La vigencia de estos conceptos no está relacionada con una arcaica pulsión identitaria. Muy al contrario. Está relacionada con la más sofisticada forma de organización política inventada hasta ahora, que es la nación. La nación, se ha explicado muchas veces, requiere un territorio (una frontera, por tanto, aunque en determinadas circunstancias, no siempre, sea simbólica), un pueblo (que materializa una realidad histórica, y unos principios y unas virtudes compartidas), un Estado (que representa a todos los nacionales y ejerce en su nombre la soberanía) y, hasta hace no mucho tiempo, una religión que encarnaba el bien común.

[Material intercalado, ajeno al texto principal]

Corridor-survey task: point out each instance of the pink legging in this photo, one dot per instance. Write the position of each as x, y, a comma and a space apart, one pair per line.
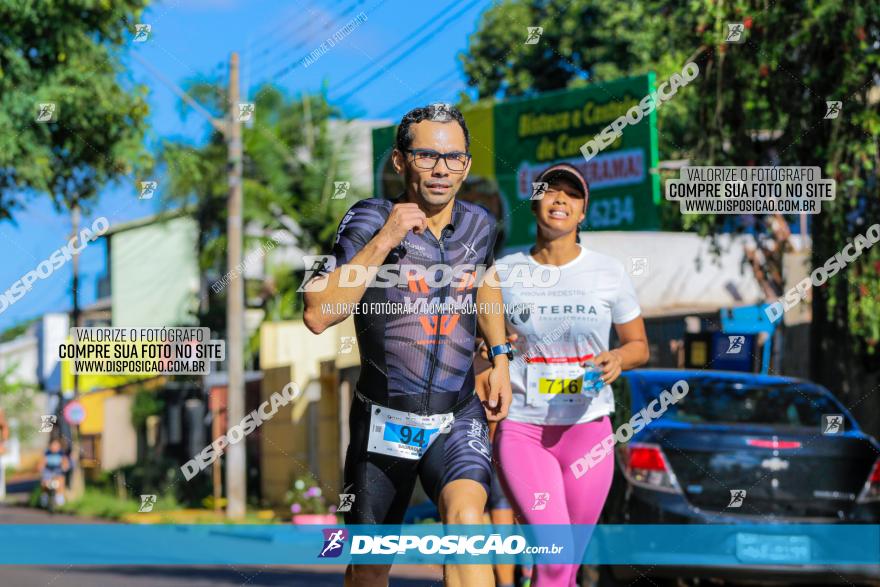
535, 458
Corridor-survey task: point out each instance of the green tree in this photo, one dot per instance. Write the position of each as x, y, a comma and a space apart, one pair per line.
291, 161
66, 53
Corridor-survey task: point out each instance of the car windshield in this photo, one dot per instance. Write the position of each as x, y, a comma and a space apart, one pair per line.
733, 402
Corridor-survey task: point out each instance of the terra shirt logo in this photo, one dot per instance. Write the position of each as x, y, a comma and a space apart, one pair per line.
334, 542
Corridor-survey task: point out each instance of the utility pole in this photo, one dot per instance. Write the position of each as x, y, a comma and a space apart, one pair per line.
236, 470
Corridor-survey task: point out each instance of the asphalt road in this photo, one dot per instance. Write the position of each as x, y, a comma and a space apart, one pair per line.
178, 576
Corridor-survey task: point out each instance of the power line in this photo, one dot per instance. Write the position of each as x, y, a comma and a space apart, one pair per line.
284, 24
407, 52
296, 63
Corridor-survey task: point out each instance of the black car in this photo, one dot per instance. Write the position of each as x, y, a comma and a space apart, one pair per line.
742, 449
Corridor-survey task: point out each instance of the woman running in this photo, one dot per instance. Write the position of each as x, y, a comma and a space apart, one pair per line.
560, 332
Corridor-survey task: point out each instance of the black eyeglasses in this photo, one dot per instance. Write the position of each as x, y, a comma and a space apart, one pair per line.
427, 159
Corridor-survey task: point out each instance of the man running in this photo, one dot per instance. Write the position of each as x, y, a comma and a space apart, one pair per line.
415, 413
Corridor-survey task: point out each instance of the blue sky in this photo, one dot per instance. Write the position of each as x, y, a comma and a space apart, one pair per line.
193, 39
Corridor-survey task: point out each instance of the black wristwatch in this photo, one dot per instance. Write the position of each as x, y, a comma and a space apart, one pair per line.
500, 349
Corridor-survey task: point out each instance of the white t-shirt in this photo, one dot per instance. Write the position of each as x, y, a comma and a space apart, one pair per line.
560, 326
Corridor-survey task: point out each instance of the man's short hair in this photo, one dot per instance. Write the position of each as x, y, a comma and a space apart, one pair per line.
437, 113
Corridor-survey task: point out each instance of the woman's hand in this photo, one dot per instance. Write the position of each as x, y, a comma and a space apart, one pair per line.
611, 364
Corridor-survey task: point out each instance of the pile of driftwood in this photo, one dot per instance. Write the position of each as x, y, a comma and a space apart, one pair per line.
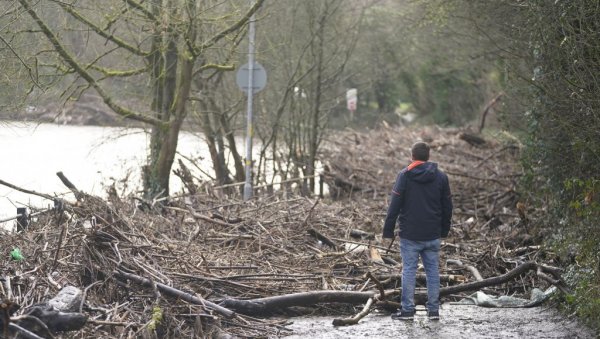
200, 266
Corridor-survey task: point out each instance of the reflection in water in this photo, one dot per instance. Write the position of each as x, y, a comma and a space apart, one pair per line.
89, 156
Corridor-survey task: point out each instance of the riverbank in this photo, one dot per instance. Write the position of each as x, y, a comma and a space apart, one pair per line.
457, 322
203, 262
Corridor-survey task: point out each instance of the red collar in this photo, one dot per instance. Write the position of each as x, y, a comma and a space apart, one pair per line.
415, 164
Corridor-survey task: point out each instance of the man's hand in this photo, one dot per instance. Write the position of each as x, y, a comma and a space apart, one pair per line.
391, 242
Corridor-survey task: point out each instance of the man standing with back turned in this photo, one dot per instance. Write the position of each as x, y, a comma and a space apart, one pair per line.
421, 202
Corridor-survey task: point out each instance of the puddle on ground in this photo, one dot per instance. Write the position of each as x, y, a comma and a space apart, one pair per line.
457, 321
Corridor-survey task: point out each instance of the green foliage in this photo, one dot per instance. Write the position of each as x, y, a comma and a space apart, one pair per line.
157, 317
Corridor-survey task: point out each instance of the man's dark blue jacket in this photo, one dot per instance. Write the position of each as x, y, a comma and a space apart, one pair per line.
421, 202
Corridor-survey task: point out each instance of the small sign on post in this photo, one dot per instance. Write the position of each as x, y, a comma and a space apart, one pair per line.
352, 101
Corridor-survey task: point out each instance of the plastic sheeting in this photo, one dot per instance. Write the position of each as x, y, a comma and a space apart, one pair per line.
484, 300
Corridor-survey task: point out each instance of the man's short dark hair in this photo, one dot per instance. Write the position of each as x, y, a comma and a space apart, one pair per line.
420, 151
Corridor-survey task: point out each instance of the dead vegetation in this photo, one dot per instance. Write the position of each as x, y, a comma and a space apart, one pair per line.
202, 266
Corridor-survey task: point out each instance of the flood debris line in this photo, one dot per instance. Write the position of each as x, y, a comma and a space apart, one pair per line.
202, 265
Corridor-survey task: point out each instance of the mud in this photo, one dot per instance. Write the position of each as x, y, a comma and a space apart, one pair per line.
457, 321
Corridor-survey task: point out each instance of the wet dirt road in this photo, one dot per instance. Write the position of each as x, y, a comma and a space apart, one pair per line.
457, 321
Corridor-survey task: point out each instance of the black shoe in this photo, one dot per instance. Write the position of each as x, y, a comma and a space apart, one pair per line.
433, 315
402, 315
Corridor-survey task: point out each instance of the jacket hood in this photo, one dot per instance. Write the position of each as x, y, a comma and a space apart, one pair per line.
423, 173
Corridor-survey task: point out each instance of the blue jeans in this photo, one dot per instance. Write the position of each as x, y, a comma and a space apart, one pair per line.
430, 254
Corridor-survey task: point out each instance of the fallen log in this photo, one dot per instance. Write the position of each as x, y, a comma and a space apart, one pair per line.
43, 320
176, 293
273, 305
419, 297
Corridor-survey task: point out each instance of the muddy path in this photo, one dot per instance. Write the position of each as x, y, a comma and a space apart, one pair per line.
206, 263
457, 321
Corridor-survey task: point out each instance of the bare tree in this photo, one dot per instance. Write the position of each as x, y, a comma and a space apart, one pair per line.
161, 44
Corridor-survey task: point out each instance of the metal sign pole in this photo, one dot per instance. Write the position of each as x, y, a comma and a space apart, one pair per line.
250, 129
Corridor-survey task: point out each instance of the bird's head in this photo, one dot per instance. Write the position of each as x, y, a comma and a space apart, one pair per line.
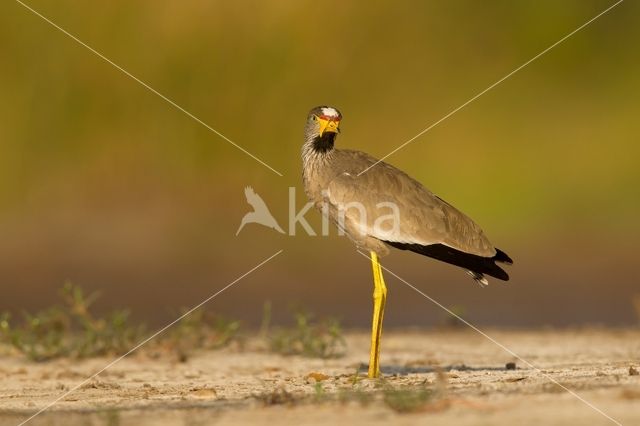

De este ensamblaje tan complejo y delicado surge la nación, o la nación Estado. Y es ese ensamblaje, justamente, lo que permite la diferencia y el pluralismo: el respeto de quien no piensa o no vive como yo, pero con el que me unen los lazos de la identidad y la ciudadanía nacional. Por eso la nación Estado ha sido, sin posible sustitución hasta ahora, la clave en la construcción de los regímenes liberales en los que vivimos. En contra de lo que un pensamiento muy provinciano suele afirmar, es también ese mecanismo, bajo el que siempre subyacía la profunda noción de Europa, el que permitía que los nacionales proyectaran sus ambiciones, sus creaciones y, en realidad, la sustancia de lo nacional, a una dimensión universal, puramente humanística.

Es esto lo que está amenazado por la evolución postnacional de la Unión Europea. Se ha intentado construir una nueva nación postnacional, lo que viene a ser el colmo de los absurdos, porque al parecer nadie en Europa consigue imaginar, ni siquiera para negarla, una forma de convivencia distinta de la nación. Como era de esperar, este intento contribuye, en momentos de crisis y por tanto de ansiedad como los que estamos viviendo, a sacar a la superficie el nacionalismo. En su primera versión, menos pretenciosa, la Unión Europea lo mantuvo a raya.

Los adversarios de la Unión Europea no son las naciones. Lo son los nacionalismos: los nacional populismos, que vienen a ser la nueva cara del clásico nacionalismo, pero también ese peculiar nacionalismo abstracto, sin identidad ni ciudadanía, que finge desconocer, y a veces despreciar, lo que las naciones, y por tanto Europa, significan.